The science of weather and climate.
I am interested in stratospheric dynamics and stratosphere-troposphere interaction. The large scale meridional overturning circulation known as the Brewer-Dobson Circulation (BDC) is regulating many observed variables, such as temperature, zonal wind, or trace gas distributions.
The upwelling branch cools the tropics diabatically, creating the tropical cold point, the coldest point in the lower stratosphere. This is where water vapor enters the stratosphere, and the resulting freeze drying is responsible for the extremely dry stratosphere. In the downwelling branch, the opposite is true, and descent warms the high latitudes and polar regions to temperatures above radiative equilibrium.
Tracer transport differs from streamlines defined by the meridional circulation, as mixing along constant potential temperature can be important. The most important tracers for my interest are ozone and water vapor. Both are transported by the circulation, but also influence the circulation by acting on the radiative equilibrium temperature (ozone absorbs incoming solar radiation, water vapor is a potent greenhouse gas). Thus, there is intrinsic nonlinearity between dynamics, trace gases, and radiation.
The BDC is mainly driven by planetary scale Rossby waves, which are generated in the troposphere. If the background wind is zonal and not too strong all the way from the surface into the stratosphere, these waves can propagate and finally break high in the stratosphere. The resulting Eliassen-Palm flux allows air parcels to cross surfaces of constant angular momentum, and propagate polewards. Stationary planetary waves of sufficient scale (wave-one and two) are generated by surface topography, and the Tibetan plateau and to somewhat lower degree the Rockies are the most important generators on Earth's surface. There is therefore a north-south asymmetry in wave drive, and in the BDC.
My focus is on the triangle radiation-tracers-dynamics, and I make uses of an idealized general circulation model to investigate sensitivities and cause-and-effect relationships in the stratosphere. An idealized model allows to concentrate on a few parameters, keeping everything else constant. The result is a basic understanding of leading-order processes, which are of importance in assessing the effects of the ozone hole and its recovery, and climate change.
Scientific work can be difficult to communicate. This is true for communication to a broader public, at it is increasingly the case even within a given scientific community. Specialization of science often results in scientists having difficulty following the work of fellow scientists that are not working in the exact same field.
Reason enough for me (besides the fact that I enjoy it) to produce simplified schematics and animations to explain the science at hand in easy-to-understand visual language. With time, I have developed a certain skill to creating 3D animations, simplified models, and scientific data representation, and included such objects in my presentations.

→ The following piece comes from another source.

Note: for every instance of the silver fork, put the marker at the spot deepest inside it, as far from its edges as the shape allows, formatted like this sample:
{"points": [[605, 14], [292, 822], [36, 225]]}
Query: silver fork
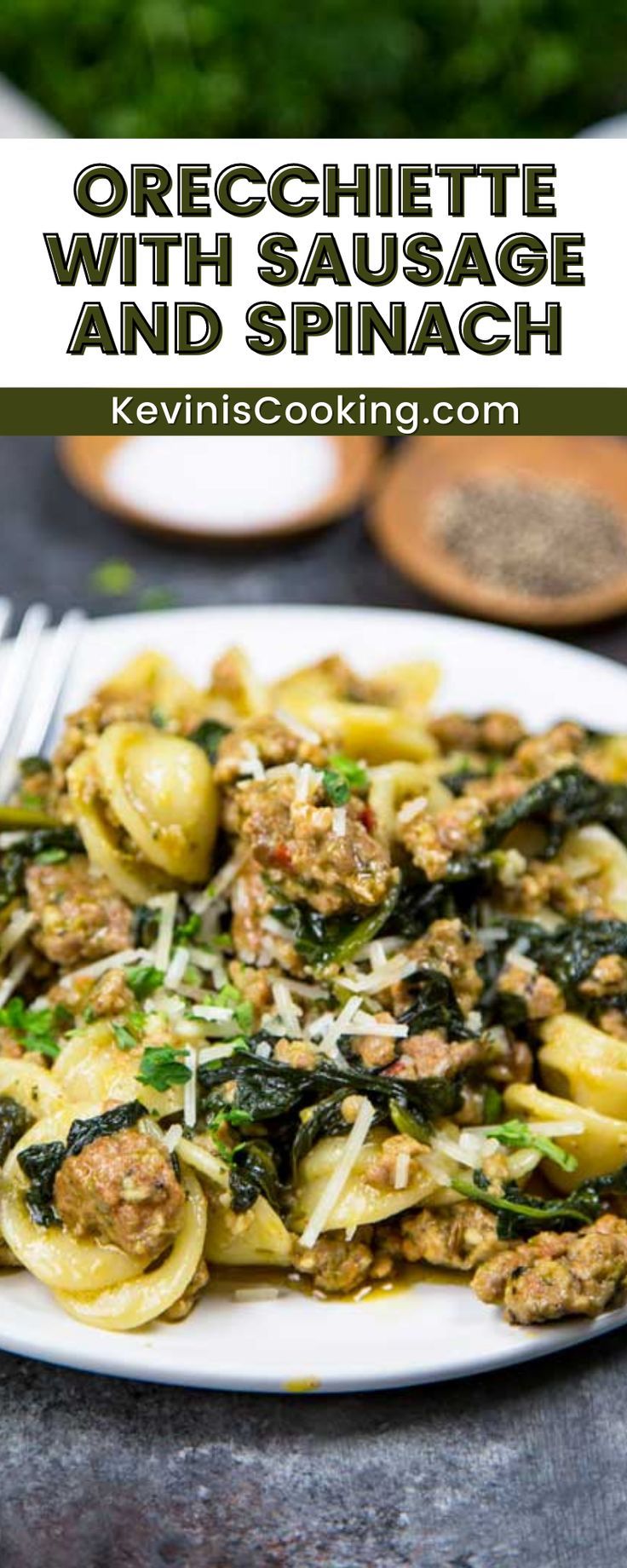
{"points": [[32, 681]]}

I see this as part of my work, as it is my belief that scientists who are being paid with public funds have a certain obligation to inform the public and decision takers about the outcome of their research. Now, there are many who are much more skilled at producing scientific data than representing it (and do not enjoy that part of our work), and it is probably best not to force those scientists to spend time on visualization.
But I do enjoy it, and so I took part in Princeton University's Art of Science competition, and won the best picture award in 2013, and was in the official 2014 video selection. I am also giving workshops on scientific visualization, and started programming software to make visualization achievable for other scientists, and made it freely available on GitHub or the publications section.
For my PhD was looking at climate change from a different point of view, namely the side of the quest for technological solutions. Doing computational plasma physics, my work was part of the research in thermonuclear fusion devices, such as tokamaks and stellarators. I wrote a particle-in-cell Monte Carlo code, and coupled it to a electromagnetic wave propagation and a magnetohydrodynamic equilibrium code. With this, I was among the first to be able to perform self-consistent ion cyclotron heating simulations in fully three-dimensional plasma devices. The results could directly be applied to stability experiments and the proposition of a tool for increasing fusion performance.